Tiny New Moon Discovered around Neptune
This diagram shows the orbits of several moons located close to the planet Neptune. All of them were discovered in 1989 by NASA's Voyager 2 spacecraft, with the exception of S/2004 N 1, which was discovered in archival Hubble Space Telescope images. Image: NASA, ESA, and A. Feild (STScI)
The Hubble Space Telescope has revealed a small, never-before-seen moon around Neptune, boosting the giant blue planet's total satellite count to 14 satellites, new photos reveal.
The newfound Neptune moon — called S/2004 N 1 — was discovered July 1 during a fresh analysis of older Hubble Space Telescope images, scientists said. The newly discovered satellite is Neptune's smallest known moon and is just 12 miles (19 kilometers) wide.

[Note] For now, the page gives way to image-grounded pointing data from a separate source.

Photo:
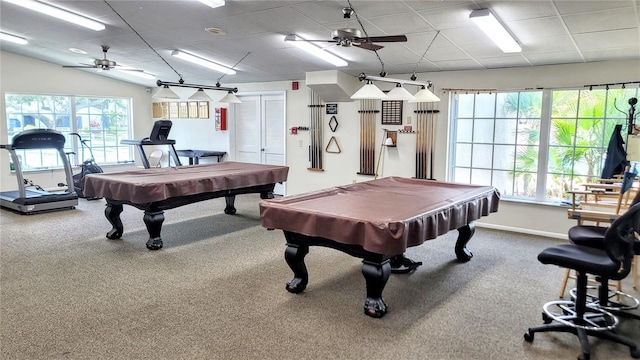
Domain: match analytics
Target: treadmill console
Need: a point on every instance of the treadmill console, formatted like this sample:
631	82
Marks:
160	131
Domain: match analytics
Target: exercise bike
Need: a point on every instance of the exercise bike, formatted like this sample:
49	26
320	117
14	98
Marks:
88	166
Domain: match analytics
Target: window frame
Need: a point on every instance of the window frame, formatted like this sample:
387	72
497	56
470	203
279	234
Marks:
608	117
73	145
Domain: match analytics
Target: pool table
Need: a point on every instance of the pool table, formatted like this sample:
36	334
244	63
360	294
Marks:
377	221
157	189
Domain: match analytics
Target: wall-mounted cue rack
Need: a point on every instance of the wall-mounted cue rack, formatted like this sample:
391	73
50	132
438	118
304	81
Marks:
368	113
425	142
315	129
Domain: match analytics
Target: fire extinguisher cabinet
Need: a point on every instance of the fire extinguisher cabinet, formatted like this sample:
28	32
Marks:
221	118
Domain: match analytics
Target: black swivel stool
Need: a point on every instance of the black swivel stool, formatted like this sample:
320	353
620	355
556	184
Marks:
617	302
612	262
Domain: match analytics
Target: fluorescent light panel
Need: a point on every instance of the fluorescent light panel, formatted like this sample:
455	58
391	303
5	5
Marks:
424	95
213	3
491	26
400	93
166	93
200	95
13	38
230	98
203	62
58	13
140	74
319	52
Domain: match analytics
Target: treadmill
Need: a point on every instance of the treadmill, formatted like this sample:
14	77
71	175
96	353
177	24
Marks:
27	200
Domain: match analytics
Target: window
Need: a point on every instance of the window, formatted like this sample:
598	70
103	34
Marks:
535	145
101	122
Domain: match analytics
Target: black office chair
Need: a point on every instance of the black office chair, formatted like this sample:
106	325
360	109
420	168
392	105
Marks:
612	263
614	301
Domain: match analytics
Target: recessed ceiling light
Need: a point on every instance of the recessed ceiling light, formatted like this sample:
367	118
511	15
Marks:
215	31
78	51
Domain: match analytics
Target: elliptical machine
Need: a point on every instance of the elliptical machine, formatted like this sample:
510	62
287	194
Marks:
88	166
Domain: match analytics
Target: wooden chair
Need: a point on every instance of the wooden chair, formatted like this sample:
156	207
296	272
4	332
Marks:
602	202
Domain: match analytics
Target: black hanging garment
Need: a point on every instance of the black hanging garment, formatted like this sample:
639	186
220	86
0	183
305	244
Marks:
616	159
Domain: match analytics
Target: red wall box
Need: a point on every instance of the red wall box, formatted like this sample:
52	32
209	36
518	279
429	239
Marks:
221	118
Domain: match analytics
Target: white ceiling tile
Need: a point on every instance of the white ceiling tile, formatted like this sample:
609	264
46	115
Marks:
597	31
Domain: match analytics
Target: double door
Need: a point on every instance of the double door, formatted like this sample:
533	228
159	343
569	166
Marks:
260	130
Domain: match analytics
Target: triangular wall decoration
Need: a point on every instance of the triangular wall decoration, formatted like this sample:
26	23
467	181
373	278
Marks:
333	141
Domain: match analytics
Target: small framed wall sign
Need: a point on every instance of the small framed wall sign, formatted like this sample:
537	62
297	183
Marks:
193	109
204	109
331	109
184	110
173	110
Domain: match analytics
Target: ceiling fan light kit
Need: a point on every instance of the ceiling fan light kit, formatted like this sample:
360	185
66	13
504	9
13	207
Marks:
59	13
202	62
213	3
12	38
490	25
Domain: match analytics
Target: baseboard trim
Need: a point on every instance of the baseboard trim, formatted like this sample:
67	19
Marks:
523	230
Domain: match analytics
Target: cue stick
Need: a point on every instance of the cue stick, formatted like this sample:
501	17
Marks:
432	140
361	134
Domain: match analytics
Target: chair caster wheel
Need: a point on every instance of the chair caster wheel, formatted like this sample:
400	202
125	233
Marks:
584	357
528	336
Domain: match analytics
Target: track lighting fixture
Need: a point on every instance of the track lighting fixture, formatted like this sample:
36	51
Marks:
166	92
370	91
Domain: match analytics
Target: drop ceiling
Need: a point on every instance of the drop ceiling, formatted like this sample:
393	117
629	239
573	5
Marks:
549	31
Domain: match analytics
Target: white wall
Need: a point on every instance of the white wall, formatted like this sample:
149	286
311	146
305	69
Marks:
200	134
20	74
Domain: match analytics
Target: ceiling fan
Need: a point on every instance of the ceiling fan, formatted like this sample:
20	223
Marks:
102	64
353	37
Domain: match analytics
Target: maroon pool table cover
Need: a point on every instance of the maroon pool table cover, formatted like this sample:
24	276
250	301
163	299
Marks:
157	184
384	216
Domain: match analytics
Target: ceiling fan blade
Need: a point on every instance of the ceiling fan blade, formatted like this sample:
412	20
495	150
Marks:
80	66
122	68
389	38
296	38
368	46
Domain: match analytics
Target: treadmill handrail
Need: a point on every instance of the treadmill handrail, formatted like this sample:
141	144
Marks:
37	139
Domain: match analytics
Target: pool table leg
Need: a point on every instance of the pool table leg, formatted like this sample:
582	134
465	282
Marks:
294	255
153	220
376	275
112	212
464	235
230	201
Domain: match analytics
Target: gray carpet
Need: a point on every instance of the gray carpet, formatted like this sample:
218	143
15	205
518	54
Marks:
216	291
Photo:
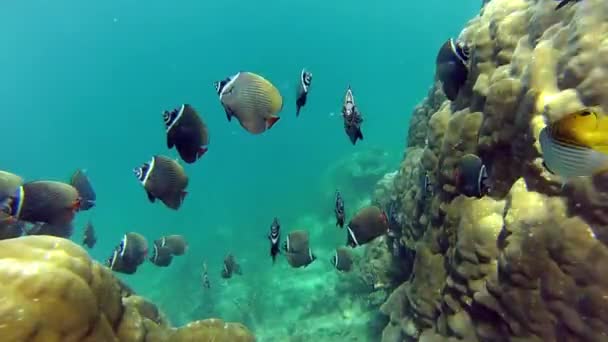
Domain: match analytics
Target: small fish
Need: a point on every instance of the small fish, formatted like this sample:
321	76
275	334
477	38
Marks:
187	132
161	256
129	254
50	202
125	290
471	176
10	227
563	3
9	183
275	238
302	91
176	244
352	117
165	179
369	223
576	145
81	182
296	242
230	267
89	238
117	264
342	259
205	277
452	67
426	185
300	259
252	99
339	210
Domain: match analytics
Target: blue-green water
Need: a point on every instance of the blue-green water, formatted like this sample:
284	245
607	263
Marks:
84	84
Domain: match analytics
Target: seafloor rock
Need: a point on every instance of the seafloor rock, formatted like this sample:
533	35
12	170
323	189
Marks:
526	262
53	291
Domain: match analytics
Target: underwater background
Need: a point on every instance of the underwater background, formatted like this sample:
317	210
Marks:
84	86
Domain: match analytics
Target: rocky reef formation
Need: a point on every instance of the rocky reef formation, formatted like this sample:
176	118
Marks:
527	261
53	291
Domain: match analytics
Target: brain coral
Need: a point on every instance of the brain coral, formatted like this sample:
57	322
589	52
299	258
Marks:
527	262
53	291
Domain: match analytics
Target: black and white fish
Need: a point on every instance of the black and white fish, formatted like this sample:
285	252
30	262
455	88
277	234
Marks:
352	117
339	210
303	89
452	67
471	176
187	131
81	182
275	238
165	179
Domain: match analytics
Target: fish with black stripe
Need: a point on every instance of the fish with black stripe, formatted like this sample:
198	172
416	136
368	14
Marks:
129	254
252	99
452	67
81	182
303	89
352	117
576	145
187	132
275	238
164	179
50	202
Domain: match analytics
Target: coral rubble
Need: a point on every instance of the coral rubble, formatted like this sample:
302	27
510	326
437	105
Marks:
53	291
528	260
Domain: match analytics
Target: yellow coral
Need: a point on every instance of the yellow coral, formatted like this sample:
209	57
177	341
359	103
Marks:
52	291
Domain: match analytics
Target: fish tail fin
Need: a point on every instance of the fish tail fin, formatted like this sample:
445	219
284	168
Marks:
201	151
182	195
271	121
561	4
75	206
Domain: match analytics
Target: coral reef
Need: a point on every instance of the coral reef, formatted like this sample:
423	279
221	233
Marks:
526	261
53	291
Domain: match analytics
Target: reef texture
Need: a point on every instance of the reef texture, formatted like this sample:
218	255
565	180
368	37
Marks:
53	291
528	261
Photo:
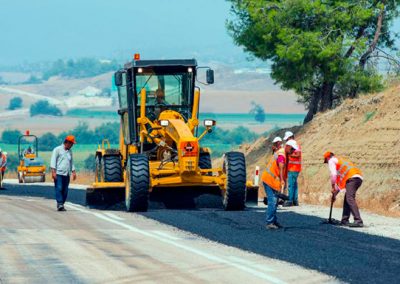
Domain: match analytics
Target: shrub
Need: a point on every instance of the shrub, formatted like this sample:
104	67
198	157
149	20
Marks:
15	103
44	107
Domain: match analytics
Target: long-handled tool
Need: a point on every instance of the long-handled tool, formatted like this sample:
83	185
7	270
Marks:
330	220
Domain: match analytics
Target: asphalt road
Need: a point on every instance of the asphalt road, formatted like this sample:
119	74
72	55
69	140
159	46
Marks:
38	244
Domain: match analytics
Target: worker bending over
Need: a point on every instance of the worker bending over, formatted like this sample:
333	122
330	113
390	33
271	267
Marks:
345	175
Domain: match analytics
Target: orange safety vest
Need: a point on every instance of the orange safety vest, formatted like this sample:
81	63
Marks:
3	162
345	170
270	175
294	163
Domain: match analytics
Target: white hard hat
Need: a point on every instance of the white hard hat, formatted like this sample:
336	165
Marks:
287	135
277	139
292	144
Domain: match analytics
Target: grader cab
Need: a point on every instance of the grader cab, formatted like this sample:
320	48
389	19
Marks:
160	147
31	167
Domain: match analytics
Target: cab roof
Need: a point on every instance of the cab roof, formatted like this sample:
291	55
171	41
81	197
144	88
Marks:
162	63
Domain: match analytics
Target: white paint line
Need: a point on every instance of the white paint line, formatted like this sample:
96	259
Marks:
242	267
112	215
166	235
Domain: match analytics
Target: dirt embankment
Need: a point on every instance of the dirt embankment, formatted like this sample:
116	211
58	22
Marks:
364	130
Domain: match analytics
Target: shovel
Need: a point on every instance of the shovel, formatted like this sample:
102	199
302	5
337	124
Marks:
330	220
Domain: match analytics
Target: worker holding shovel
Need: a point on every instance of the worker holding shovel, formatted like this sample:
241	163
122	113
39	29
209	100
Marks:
274	177
345	175
3	163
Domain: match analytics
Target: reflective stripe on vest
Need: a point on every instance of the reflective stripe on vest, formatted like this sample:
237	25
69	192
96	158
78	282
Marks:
345	171
294	164
270	175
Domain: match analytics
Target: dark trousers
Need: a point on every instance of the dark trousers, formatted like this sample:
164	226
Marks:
350	204
61	186
272	204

Hubble telescope scientists announced the new Neptune moon's discovery today (July 15). The small satellite wasn't easy to find.

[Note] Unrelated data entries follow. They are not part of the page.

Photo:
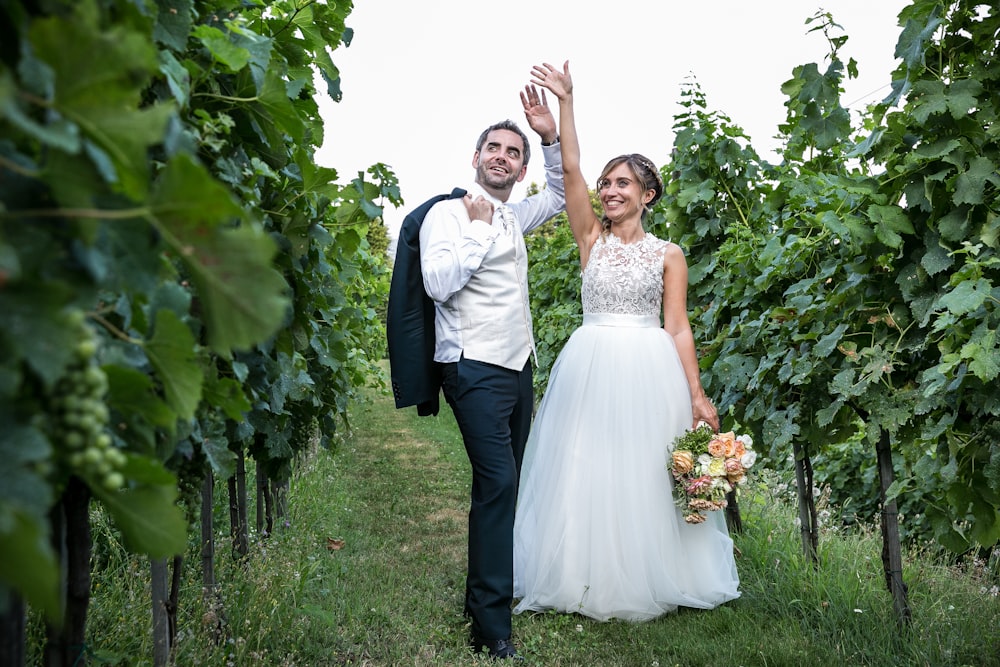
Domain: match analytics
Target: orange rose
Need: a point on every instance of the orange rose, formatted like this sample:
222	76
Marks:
716	448
683	462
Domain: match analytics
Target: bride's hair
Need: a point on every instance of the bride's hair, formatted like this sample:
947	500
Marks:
646	174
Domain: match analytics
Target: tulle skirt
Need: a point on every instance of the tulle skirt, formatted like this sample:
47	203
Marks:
596	530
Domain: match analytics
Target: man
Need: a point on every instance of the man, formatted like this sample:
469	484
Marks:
473	263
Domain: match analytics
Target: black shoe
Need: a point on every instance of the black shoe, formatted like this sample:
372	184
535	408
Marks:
498	649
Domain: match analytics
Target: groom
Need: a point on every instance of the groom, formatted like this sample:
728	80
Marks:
473	263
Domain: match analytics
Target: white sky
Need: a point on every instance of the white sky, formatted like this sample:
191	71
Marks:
421	80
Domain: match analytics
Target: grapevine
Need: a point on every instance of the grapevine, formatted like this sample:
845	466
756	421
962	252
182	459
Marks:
78	416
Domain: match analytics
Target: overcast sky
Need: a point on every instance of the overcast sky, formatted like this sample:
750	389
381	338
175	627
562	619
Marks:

"The moons and arcs [segments of rings around the planet] orbit very quickly, so we had to devise a way to follow their motion in order to bring out the details of the system," SETI Institute scientist Mark Showalter, the moon's discoverer, said in a statement. "It's the same reason a sports photographer tracks a running athlete — the athlete stays in focus, but the background blurs."